Escrevo estas linhas enquanto 1.200 fanáticos se aglomeram no Aeroporto de Cumbica, em Guarulhos, para saudar os craques do Santos que partem para o Japão, onde disputam o Mundial de Clubes da FIFA, a partir do próximo dia 14.
A festa é bonita, sem violência e os próprios torcedores ajudam a organizar um esquema de segurança para a passagem dos jogadores.
A emoção e a felicidade dos santistas têm origem em uma filosofia de gestão. E pode ensinar muito a empreendedores e executivos.
Primeiramente, a administração do Alvinegro da Vila compreendeu o “core” de seu negócio.
Como disse o presidente do clube, Luis Álvaro de Oliveira Ribeiro, o Laor, a meta tem sido criar e manter bons times e, assim, proporcionar alegria e satisfação à torcida. Sábias palavras!
Equivocadamente, muitos cartolas acreditam hoje que o objetivo do futebol é basicamente fazer dinheiro, para o clube ou para eles mesmos.
Ora, sem dúvida, é fundamental que tenhamos estruturas profissionais de gestão no futebol. É certo também que os administradores precisam realizar bons negócios e gerar receitas, seja com licenciamentos, seja com quotas de TV, seja com a venda de ingressos.

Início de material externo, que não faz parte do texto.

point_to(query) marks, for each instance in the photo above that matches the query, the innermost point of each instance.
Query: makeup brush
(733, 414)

Essa riqueza gerada, no entanto, precisa ser reinvestida no próprio clube, no esporte, a fim de gerar resultados que satisfaçam os donos do empreendimento, tanto os associados quanto os torcedores comuns.
Nos últimos anos, o Santos apostou nesse modelo de gestão. Estabeleceu parcerias comerciais, viabilizou a permanência de bons jogadores, como Neymar e Paulo Henrique Ganso, e, assim, conquistou vários títulos, entre eles a Libertadores da América de 2011.
Vale lembrar que essas façanhas renderam inúmeros novos “clientes” seguidores ao Santos. Principalmente entre as crianças e os adolescentes, foram muitos os que aderiram à marca Santos Futebol Clube.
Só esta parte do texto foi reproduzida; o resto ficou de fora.